Casi todos los autócratas de hoy y aspirantes a serlo apelan a este recurso, a veces como estrategia de un político hábil, pero las más de las ocasiones como resultado lógico de la pobre formación intelectual del líder. Putin es famoso por sus chistes y expresiones soeces. Salvini se maneja sus redes sociales con el espíritu y el idioma de un adolescente malcriado. Duterte es un monumento a la vulgaridad.

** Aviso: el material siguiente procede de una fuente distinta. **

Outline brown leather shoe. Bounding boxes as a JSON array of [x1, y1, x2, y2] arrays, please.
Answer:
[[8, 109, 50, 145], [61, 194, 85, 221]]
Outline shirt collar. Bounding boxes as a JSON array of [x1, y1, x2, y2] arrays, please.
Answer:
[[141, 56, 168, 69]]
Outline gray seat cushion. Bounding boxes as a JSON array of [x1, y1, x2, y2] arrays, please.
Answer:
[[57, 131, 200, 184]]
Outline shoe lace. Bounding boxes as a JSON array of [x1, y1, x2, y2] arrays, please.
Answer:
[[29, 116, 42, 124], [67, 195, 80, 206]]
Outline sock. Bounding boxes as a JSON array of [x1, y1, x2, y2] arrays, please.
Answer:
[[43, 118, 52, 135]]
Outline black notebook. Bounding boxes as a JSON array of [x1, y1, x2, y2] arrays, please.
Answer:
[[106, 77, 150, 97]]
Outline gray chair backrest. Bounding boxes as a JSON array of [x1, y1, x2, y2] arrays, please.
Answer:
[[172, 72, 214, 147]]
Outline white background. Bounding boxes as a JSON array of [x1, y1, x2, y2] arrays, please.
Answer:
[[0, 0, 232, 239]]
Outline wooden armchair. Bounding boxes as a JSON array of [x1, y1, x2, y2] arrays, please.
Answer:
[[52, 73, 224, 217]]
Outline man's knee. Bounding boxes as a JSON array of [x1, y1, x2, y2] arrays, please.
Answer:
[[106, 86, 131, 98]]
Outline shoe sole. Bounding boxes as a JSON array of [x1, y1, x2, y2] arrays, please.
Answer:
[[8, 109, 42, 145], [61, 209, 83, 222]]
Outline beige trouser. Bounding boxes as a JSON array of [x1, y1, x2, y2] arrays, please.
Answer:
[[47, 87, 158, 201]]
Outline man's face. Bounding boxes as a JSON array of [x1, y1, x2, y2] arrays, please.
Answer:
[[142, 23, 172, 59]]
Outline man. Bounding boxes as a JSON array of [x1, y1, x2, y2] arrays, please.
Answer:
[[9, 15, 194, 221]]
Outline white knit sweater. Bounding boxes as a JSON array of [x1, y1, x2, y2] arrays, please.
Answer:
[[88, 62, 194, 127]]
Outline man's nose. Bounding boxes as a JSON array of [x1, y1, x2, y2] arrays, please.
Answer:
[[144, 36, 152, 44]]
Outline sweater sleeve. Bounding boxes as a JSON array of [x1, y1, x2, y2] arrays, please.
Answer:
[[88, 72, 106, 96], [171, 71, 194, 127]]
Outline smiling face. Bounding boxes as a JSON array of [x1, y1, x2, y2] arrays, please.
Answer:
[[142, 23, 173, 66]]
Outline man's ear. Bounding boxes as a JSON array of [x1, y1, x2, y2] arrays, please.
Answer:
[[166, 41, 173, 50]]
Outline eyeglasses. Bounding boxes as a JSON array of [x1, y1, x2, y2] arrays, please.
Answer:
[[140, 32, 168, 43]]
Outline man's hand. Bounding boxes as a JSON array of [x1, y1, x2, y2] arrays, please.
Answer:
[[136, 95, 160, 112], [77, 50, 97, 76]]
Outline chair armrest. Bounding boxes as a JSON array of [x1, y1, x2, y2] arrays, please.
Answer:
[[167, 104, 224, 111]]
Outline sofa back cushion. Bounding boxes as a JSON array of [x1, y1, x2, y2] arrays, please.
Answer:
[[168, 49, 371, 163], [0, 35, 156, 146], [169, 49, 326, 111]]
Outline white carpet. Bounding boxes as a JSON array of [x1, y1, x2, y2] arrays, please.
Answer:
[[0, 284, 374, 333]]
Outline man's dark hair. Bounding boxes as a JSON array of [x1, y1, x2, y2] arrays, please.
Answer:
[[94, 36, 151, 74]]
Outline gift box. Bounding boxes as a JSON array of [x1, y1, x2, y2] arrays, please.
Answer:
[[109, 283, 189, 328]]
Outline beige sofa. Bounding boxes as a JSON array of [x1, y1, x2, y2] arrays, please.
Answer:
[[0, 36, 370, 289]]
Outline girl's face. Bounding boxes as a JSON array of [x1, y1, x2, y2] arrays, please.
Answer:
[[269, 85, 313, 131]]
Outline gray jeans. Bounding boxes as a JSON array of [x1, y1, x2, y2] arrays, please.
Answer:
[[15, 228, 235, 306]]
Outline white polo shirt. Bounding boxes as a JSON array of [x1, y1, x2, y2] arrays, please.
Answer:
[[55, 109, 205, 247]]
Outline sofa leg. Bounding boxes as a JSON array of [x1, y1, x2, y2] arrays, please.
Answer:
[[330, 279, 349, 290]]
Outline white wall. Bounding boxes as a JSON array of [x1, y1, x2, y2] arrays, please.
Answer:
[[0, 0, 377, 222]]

Kaczynski hila con mucha dificultad más de dos ideas y Maduro, Evo, Erdogan y Orban (entre otros) compiten fuerte en este campeonato por saber cuál es el caudillo más pedestre.  


La utilización de un lenguaje político elemental ayuda al buen demagogo a marcar distancia con las odiadas élites, aficionadas a los razonamientos rebuscados, y los acerca al “hombre común”, al sagrado “pueblo”. Así se proyectan como líderes auténticos y sinceros. Por eso recurren a insultos y descalificaciones pueriles, exhiben y promueven un desusado interés por asuntos irrelevantes e incluso llegan a sentirse orgullosos de sus incoherencias y “gaffes”. 


Son capaces de imponer sus cutres conceptos y valores al debate. Simplificaciones, vulgaridades y desahogos utilizados más tarde como munición por sus troles en las redes sociales.


Ante ello, los críticos pueden caer en la tentación de considerar a los populistas simplemente como “niños”, sin entender la importancia de hacer una autocrítica al discurso elitista o, peor aún, caer en la provocación de las fútiles descalificaciones. Como escribió la periodista turca Ece Temelkuran: “El lenguaje del debate político se reduce a una especie de lucha libre donde todo está permitido, hasta que incluso los intelectuales más prominentes terminan bailando al son de los populistas.”


El populismo, como una de las formas de manipulación política (desde luego, no es la única), tiene el interés de mantener a los ciudadanos “eternos niños”. Utiliza el lenguaje de la calle para, pretendidamente, “acercar el poder al pueblo”, pero en realidad promueve la renuncia al raciocinio y a la capacidad crítica y hace realidad las palabras de Paul Valéry, quien definió a la política como “el arte de mantener a la gente apartada de los asuntos que verdaderamente le conciernen”.